Duygu Seli

284 37 26
                                    

ŞU BÖLÜMÜ YAYINLAMAK İÇİN 10 DAKİKA UĞRAŞTIM
!!!Bu bölüm fazlaca duygu değişimlerine ev sahipliği yapıyordur. Kalbi kaldırmayacak olanlara önerilmez!!!

Nihayet yurda vardığımızda çoktan akşam olmuştu. Hastaneydi , ifade vermekti derken canımız çıkmıştı. İçeri girdiğimizde büyük bir kalabalık bizi bekliyordu. Ben şaşkınca onlara bakarken hasar kontrolü yaparcasına etrafımızda dönenler bile vardı. "Neden hepiniz buradasınız?" sorduğum soruyu anlayanlar bana hafifçe gülümseyerek bakıyorlardı. İnsan ilişkilerim çok mu zayıftı ?

"Sizi merak ettiler ucube"  anladığımı belirtircesine kafamı salladığımda bir curcuna koptu Sato keklerinden ikram ederken Momo ise hızlıca çay yapmaya gitmişti. O ortamdan kurtulmak için hızlıca kendimi Bakugo nun oturduğu koltuğa attım. Yanından kalkmam için beni iteklemeyi denediğinde ona engel oldum ve bacağına kafamı koydum "BENİ RAHATSIZ EDENİ RUHLARA YEM EDERİM" 

Bakugo bir süre şaşkınca bana baktıktan sonra kafamı ittirmek için elini kaldırdığında hızlıca elini tuttum "Sadece azıcık yatacağım. Rahatsız olursan gidebilirsin ama lütfen bir süre rahat dur" ellerini bıraktıktan sonra gözlerimi kapattım ve diğerlerinin atışma seslerini dinlemeye başladım. 

Bundan sonra işim daha da zor olacaktı. İlk başlarda kanımı o kutuya koydururken aklımdan sadece eğlenmek geçiyordu fakat şuan kendimi içine attığım b*k çukurunun farkına varmıştım. Beni bulmaları bir günlerini bile almayabilirlerdi. Zaten Endeavor un yanındaki işim yüzünden haberlere birkaç defa çıkmıştım. 

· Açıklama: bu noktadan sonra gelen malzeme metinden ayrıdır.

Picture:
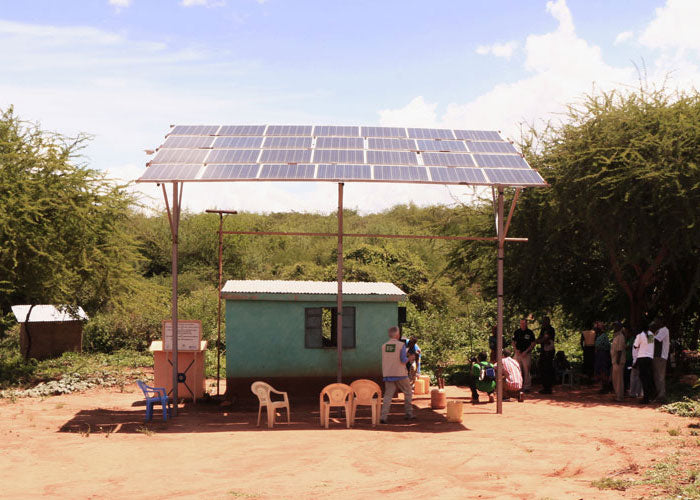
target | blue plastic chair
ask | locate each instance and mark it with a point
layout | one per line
(154, 395)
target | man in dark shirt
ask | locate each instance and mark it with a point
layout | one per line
(546, 364)
(524, 341)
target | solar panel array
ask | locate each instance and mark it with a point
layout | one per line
(338, 153)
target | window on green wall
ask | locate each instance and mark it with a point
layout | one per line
(321, 327)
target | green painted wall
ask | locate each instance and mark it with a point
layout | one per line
(266, 339)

Bir de hiç düşünmek istemediğim iki şey vardı. İlki Dabi nin bene ele vermesiydi. İkincisi ise maskeye rağmen Twice ın beni tanıma ihtimaliydi. Onun karşısına kendim çıkmak istiyordum. Yaşadığımı başkasından öğrenirse üzülebilirdi ve ben onu üzmek istemiyordum. 

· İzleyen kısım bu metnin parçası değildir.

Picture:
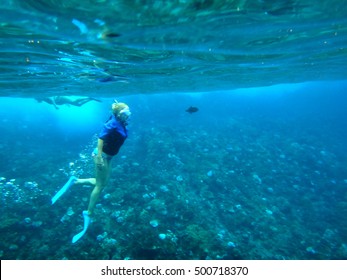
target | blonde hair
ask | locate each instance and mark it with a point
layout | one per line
(118, 107)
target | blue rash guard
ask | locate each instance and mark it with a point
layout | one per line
(113, 134)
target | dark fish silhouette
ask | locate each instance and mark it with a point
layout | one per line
(192, 109)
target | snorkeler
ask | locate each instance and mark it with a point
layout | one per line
(66, 100)
(110, 140)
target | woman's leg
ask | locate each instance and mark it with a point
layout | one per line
(89, 181)
(101, 179)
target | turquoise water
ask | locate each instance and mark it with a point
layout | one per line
(258, 172)
(127, 47)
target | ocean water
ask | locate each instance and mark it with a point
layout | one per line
(258, 172)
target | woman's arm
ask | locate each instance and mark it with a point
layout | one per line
(99, 159)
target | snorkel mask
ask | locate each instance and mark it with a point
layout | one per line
(124, 114)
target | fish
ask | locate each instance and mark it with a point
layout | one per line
(192, 109)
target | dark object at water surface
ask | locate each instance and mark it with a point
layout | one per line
(192, 109)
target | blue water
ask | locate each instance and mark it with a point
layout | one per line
(258, 172)
(254, 174)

"Kendini sürekli bir şeyler düşünerek üzme" Bakugo nun sakin sesini duyduğumda gözlerimi aralayarak ona baktım "Elimde değil" diyerek düşüncelere geri döneceğim sırada kafama bir tane yapıştırarak aptal diye mırıldandı. Daha sonra ise saçlarımı okşamaya başladı "Sakın yanlış anlama. Bir an önce uyu diye yapıyorum" onu gülümseyerek onayladım. Sert gibi görünse de kocaman bir kalbi vardı. Ama işte göstermeyi bilmiyordu. Neyse ki ben onu anlayabiliyordum. Ben yavaş yavaş mayışırken aklımda son kalan düşünce çantamın kimsenin karıştırmaması için umut etmekti 

~

Güneş ışınları gözüme vurunca yavaş yavaş uyanmaya başlamıştım. Yataktan gerinerek doğrulduğumda ilk defa bu kadar güzel uyuduğumu düşünüyordum. O an uykuya dalmadan önce olanları hatırlayınca utançtan kıpkırmızı kesilmiştim. Bir insan nasıl bu kadar umursamaz olurdu ki? Gözlerim hızlıca irileşti ve yataktan fırladım. İğneleri dün çantama koymuştum. Nasıl böyle bir hata yapmış olabilirdim ? Gözlerim odada dolanırken çantamın burada olmadığını fark etmem ile kendime küfürler ederek hızlıca aşağıya inmeye başladım. Cidden ben aptaldım hem de en katıksızından. 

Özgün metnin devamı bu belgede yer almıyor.